Here’s a letter to the Washington Times:
Claire Gillen’s review of Leo Damrosch’s Tocqueville’s Discovery of America is superb (“When the aristocrat met democracy,” July 3).
With government now bossing us about as never before in personal matters – “Buy health insurance!” “‘Contribute’ to a government-run pension scheme!” “Eat less salt!” “Don’t smoke pot!” “Click It or Ticket!” “You may not use a credit card that Uncle Sam believes charges you too much!” – Tocqueville’s relevance remains intense. This astute Frenchman asked “How can a populace unaccustomed to freedom in small concerns learn to use it temperately in great affairs?”*
Great question. The nanny state might never become brutal, but – unless people learn to cherish freedom and accept responsibility – it is destined to become increasingly intrusive, controlling, and debilitating. Vibrant freedom will be displaced by bleak conformity, officiously enforced.
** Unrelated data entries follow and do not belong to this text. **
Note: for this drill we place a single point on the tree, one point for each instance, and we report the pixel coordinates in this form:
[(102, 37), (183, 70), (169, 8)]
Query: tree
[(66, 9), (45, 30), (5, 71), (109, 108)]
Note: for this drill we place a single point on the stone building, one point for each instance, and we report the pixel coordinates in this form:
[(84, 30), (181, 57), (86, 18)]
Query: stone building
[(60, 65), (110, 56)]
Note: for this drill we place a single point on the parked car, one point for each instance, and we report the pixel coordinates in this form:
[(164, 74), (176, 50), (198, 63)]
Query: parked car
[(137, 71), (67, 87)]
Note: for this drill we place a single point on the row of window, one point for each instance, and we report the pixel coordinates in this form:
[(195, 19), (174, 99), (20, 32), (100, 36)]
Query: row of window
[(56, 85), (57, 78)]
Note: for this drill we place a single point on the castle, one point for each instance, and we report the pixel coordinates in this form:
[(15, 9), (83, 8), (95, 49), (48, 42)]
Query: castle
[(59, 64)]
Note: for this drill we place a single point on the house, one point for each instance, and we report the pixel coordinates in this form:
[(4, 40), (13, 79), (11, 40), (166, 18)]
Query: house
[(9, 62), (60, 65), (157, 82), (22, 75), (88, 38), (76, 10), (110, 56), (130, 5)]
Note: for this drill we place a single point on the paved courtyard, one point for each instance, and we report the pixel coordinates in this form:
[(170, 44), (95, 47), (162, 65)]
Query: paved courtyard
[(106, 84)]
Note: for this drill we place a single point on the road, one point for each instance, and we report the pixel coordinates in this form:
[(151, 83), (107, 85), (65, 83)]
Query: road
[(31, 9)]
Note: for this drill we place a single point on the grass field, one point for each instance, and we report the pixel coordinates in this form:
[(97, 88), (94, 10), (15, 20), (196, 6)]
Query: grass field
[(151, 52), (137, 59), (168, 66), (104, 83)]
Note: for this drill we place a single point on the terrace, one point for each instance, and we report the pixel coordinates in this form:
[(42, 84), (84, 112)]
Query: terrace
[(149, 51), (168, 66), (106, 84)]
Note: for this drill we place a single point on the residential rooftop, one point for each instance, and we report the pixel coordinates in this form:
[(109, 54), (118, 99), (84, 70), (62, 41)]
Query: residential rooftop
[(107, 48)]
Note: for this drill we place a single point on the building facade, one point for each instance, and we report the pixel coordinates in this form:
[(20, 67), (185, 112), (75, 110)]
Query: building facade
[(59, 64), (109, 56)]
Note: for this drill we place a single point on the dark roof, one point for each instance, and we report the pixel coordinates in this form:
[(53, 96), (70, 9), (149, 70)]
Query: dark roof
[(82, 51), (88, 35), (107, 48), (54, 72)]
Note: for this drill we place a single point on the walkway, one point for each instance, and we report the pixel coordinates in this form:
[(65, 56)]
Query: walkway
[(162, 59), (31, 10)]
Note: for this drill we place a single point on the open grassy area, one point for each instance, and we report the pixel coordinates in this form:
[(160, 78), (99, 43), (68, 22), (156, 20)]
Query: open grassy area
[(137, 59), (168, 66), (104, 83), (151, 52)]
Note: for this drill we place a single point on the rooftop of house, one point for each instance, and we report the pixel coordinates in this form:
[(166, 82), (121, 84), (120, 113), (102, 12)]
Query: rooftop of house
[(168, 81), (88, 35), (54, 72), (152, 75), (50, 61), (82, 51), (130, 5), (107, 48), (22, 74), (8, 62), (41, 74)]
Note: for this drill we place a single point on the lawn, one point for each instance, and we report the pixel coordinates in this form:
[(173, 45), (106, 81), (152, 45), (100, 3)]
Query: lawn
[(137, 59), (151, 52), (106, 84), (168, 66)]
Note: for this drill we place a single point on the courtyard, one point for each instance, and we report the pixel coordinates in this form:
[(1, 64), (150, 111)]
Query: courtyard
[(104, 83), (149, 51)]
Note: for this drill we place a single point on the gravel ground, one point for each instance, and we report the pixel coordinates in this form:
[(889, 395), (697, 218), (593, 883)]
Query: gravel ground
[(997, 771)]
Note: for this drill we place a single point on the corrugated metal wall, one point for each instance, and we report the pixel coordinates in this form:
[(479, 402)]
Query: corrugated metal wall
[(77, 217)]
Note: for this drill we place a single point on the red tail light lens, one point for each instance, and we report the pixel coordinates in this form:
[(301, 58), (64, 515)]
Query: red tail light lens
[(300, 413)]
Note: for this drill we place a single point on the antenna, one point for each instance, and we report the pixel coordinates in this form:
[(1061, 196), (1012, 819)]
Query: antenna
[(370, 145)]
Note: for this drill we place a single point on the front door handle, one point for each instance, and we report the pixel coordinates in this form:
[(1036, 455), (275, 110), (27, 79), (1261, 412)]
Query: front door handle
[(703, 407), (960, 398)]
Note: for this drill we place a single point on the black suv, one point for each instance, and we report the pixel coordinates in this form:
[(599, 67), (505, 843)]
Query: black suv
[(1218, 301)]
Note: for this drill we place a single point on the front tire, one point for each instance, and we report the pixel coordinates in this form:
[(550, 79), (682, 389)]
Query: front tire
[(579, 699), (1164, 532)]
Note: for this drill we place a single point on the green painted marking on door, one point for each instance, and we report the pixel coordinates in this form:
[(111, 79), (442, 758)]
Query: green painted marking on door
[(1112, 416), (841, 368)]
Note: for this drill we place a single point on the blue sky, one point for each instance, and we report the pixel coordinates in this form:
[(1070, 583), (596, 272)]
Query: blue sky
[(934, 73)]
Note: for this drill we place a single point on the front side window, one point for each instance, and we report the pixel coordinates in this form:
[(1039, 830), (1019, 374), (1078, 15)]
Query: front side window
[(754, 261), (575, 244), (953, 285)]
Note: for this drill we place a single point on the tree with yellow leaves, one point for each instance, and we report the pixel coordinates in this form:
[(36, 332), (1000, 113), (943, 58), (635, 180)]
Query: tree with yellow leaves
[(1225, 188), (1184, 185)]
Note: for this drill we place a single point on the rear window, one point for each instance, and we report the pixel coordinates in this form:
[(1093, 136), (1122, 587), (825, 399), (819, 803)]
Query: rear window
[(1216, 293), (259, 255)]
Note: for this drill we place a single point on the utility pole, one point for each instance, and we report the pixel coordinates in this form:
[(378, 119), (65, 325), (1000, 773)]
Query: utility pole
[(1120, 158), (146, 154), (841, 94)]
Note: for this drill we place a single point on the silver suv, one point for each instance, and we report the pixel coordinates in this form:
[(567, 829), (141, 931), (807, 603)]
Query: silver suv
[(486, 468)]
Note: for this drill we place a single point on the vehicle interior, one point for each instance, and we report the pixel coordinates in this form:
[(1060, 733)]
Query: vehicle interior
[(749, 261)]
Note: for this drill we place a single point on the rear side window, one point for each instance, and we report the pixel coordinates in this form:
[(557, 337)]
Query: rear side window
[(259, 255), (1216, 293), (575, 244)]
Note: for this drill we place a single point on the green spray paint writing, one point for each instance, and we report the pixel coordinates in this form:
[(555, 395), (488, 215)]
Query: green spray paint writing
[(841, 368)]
And the spirit of ’76 will finally have died.
Sincerely,
Donald J. Boudreaux* Alexis de Tocqueville, Democracy in America, trans. by Henry Reeve (Alfred A. Knopf, 1980 [1835 & 1840], p. 95.
And in celebration of tomorrow, I share this second quotation from Tocqueville; it’s from page 70 of the above edition of Democracy in America: “The Revolution of the United States was the result of a mature and reflecting preference for freedom and not of a vague or ill-defined craving for independence.”
Happy Freedom Day, my fellow Americans!